An Initial Public Offering (IPO) is the first time a company offers its stocks to the public. This is usually issued by smaller and maiden companies looking for expansion.
Possibly, after an IPO, a Follow-On Offering (FOO) could take place. It could either be diluted or undiluted. As for the former, the new shares of the company are lower than its earnings per share (EPS), whereas the latter describes a tender involving additional shares.
The subsequent stocks offering is often registered to regulators when a firm is considering an offer of additional shares, which include submission of a formal legal document with the Securities and Exchange Commission.
Different to an IPO, the price of a FOO is derived from the market. An IPO uses a price range that the company is considering in shares selloff. Subsequent stocks offering is for a firm that has already traded publicly and has been regularly valued by market participants for at least 12 months.
Any investment financial firm working on follow-on offering does not naturally concentrate on valuation but on marketing efforts. A small discount is often offered alongside the price of the offering, which is derived from the closing price of the market on the transaction day.
There are two types of subsequent stocks offering, as mentioned above, starting with the dilutive. A dilutive follow-on offering takes place when a firm aims to raise more funds in the public market. Whenever this takes place, more shares are being issued by the company, but its value is sustained. Consequently, the offer size increases and per-share earnings decrease. The proceeds of this subsequent stocks offering are normally utilized to change the capital structure of a firm or pay borrowings.
The second type is a non-dilutive follow-on offering, which occurs when current shares kept privately by the board of directors or founders are sold to the public. The proceeds of this subsequent stocks offering are accumulated by the shares seller and not to the firm. The EPS of the company is also unchanged since there is no issuance of new shares.

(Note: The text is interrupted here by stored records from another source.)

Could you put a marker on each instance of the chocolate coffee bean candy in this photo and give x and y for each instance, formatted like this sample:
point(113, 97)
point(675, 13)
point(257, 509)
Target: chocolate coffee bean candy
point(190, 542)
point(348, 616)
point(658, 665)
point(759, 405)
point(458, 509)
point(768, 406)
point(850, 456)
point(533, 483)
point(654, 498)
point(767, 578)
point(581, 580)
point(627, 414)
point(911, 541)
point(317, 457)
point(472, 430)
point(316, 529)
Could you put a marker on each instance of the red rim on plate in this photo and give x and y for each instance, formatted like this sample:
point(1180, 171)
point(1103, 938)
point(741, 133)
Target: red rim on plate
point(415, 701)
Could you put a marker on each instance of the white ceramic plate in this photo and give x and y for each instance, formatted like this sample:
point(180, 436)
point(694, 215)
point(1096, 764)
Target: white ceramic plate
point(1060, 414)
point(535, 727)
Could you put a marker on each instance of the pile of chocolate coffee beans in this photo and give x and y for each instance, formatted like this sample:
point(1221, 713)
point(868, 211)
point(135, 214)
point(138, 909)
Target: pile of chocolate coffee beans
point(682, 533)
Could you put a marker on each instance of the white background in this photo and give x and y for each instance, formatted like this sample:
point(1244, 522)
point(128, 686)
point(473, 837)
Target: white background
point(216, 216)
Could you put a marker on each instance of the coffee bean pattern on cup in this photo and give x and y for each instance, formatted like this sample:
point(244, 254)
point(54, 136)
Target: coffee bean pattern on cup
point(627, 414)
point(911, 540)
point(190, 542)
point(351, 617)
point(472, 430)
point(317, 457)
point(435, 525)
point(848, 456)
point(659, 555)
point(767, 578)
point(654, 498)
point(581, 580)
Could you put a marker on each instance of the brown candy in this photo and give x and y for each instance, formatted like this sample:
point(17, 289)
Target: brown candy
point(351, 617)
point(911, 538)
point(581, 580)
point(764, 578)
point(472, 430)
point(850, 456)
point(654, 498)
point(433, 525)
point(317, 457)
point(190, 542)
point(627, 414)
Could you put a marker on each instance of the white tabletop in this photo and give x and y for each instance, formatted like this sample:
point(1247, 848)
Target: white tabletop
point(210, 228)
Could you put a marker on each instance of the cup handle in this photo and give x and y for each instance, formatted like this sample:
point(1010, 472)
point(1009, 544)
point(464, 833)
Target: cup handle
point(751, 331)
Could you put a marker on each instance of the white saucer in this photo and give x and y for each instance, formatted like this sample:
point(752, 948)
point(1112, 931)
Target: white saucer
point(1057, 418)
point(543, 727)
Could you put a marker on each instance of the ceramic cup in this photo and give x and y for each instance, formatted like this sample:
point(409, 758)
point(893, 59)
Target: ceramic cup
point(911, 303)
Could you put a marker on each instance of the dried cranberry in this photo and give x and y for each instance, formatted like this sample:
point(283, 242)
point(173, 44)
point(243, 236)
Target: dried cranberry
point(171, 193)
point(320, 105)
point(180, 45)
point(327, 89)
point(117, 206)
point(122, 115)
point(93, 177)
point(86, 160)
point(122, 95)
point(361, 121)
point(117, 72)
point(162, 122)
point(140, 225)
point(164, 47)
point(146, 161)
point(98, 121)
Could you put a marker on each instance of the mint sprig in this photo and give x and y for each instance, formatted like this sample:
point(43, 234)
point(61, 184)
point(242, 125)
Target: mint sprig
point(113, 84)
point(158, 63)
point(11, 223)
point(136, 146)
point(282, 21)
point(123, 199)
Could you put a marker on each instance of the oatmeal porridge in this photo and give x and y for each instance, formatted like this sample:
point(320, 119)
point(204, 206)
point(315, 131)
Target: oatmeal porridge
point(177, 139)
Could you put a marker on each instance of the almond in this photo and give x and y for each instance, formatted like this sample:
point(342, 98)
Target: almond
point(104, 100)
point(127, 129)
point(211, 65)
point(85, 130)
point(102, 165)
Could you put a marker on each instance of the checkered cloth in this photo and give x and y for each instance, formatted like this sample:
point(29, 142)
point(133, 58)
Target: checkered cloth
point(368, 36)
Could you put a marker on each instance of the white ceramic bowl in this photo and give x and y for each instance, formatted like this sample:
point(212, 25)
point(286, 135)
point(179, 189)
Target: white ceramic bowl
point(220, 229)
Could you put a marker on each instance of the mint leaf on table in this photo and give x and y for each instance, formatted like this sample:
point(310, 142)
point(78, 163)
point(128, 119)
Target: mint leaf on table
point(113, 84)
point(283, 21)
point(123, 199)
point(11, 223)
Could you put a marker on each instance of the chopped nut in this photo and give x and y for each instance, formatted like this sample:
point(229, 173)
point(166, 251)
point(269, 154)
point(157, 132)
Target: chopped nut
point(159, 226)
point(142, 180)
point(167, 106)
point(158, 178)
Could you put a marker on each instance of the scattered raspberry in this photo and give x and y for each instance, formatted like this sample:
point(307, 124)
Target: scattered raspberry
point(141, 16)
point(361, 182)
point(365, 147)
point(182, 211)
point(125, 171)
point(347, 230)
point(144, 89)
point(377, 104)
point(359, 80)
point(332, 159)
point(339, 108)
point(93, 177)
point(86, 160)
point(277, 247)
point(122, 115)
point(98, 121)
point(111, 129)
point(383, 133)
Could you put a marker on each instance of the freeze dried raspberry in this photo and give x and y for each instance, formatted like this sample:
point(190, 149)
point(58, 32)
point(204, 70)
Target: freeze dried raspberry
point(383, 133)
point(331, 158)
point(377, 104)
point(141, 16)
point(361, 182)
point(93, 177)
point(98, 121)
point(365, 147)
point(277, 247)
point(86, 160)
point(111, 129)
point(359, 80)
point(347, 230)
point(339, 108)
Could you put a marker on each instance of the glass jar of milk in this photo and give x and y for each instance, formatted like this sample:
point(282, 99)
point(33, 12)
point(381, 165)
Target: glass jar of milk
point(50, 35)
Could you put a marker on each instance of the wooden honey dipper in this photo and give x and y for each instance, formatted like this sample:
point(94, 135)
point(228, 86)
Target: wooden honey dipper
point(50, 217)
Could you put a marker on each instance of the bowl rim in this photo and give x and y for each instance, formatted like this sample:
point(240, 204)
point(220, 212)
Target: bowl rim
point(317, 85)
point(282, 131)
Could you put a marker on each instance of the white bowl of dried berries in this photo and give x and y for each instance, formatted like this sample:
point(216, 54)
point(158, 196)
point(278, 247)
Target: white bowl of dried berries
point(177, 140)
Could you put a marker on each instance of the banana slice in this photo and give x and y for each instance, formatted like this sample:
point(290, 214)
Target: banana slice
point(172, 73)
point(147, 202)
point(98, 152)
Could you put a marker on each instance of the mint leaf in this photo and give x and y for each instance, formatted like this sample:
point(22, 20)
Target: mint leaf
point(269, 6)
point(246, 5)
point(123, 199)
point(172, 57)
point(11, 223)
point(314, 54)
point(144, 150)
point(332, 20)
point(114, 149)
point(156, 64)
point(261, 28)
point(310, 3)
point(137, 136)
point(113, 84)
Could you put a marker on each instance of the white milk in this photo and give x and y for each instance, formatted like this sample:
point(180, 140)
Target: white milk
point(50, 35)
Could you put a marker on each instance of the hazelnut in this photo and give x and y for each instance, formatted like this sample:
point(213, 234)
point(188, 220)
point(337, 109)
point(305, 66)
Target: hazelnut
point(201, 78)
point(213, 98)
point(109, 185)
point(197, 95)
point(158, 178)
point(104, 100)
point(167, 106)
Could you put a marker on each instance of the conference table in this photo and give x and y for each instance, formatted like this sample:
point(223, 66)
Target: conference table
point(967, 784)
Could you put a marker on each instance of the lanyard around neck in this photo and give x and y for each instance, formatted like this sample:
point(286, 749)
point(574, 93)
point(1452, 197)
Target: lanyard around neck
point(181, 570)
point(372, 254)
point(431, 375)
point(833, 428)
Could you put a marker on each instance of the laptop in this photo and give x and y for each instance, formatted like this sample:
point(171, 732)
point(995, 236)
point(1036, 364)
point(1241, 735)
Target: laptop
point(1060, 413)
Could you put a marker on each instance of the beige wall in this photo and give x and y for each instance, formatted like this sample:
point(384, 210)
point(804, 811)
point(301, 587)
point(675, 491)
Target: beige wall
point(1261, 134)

One example of subsequent stocks offering is Rocket Fuel (NASDAQ:FUEL) announcing its plan to sell additional five million shares. The decision streamlined its robust fourth quarter performance in 2013 and the company’s target to capitalize on its high price of share through supplementary fundraising. The firm settled on selling two million shares, whereas current stakeholders will offer around three million shares. Furthermore, the underwriters have the option to buy 750,000 shares in the said offering.
The subsequent stocks offering was valued at $34 for every share. The company’s public shares were soon traded at $44 each after a month of the tender. This means in a single month, the equity buyers gained nearly 30 percent.